AI code provenance

Why AI code provenance matters now

For decades, authorship was implicit: a human wrote every line, and git blame pointed to a person who could explain it. AI coding agents broke that. A single commit can now contain lines from a developer, from Claude Code, from Cursor, and from Copilot — all attributed to one human committer. The signal that mattered on review and audit quietly disappears.

Adoption is near-universal, but trust is not — and the volume of AI-authored code is growing faster than teams can review it. Provenance is the layer that makes that volume governable: it tells you which changes are AI-authored so scrutiny, policy, and evidence can be applied precisely where the risk is.

Why git blame can't provide it

git blame attributes a line to the last commit that touched it, and therefore to the committer. When an AI agent's output is committed under a developer's name, blame names the developer and drops everything that provenance is about: which agent, which model, what prompt, and what context the agent was missing.

• git blame answers: which commit and committer last changed this line.
• AI code provenance answers: which agent or human authored it, with which model, under what intent.
• Provenance sits beside git history — it complements blame rather than replacing it.

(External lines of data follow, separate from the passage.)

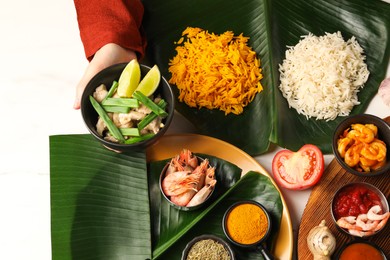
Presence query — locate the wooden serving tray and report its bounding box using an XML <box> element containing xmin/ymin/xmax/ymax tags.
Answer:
<box><xmin>297</xmin><ymin>159</ymin><xmax>390</xmax><ymax>260</ymax></box>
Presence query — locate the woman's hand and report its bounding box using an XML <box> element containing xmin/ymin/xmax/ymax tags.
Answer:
<box><xmin>73</xmin><ymin>43</ymin><xmax>137</xmax><ymax>109</ymax></box>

How AI code provenance is captured

Reliable provenance has to be captured at the moment of authorship, not reconstructed afterward. AgentDiff hooks into each agent's native callback, records the agent, model, and line ranges it changed, then reconciles that session against the committed diff. The result is signed and appended to a git ref beside your code.

1. 01Install once — register hooks for every agent your team uses.
2. 02Commit normally — pre-commit reconciles the agent session against the diff by line-range overlap.
3. 03Sign and store — the attribution record is signed with ed25519 and appended to refs/agentdiff/meta.
4. 04Audit anywhere — query from the CLI, a dashboard, or straight from git.

$ agentdiff configure
✓ hooks installed · 8 agents registered
$ git commit -m 'feat: add billing webhook'
→ claude-code → apps/github-app/src/billing.ts  (+88 -12)
✓ signed · appended to refs/agentdiff/meta

Because the record is metadata — agent, model, file paths, line ranges, signature — and never file contents, provenance can live in git and travel with the repository without creating a new path for source code to leave your infrastructure.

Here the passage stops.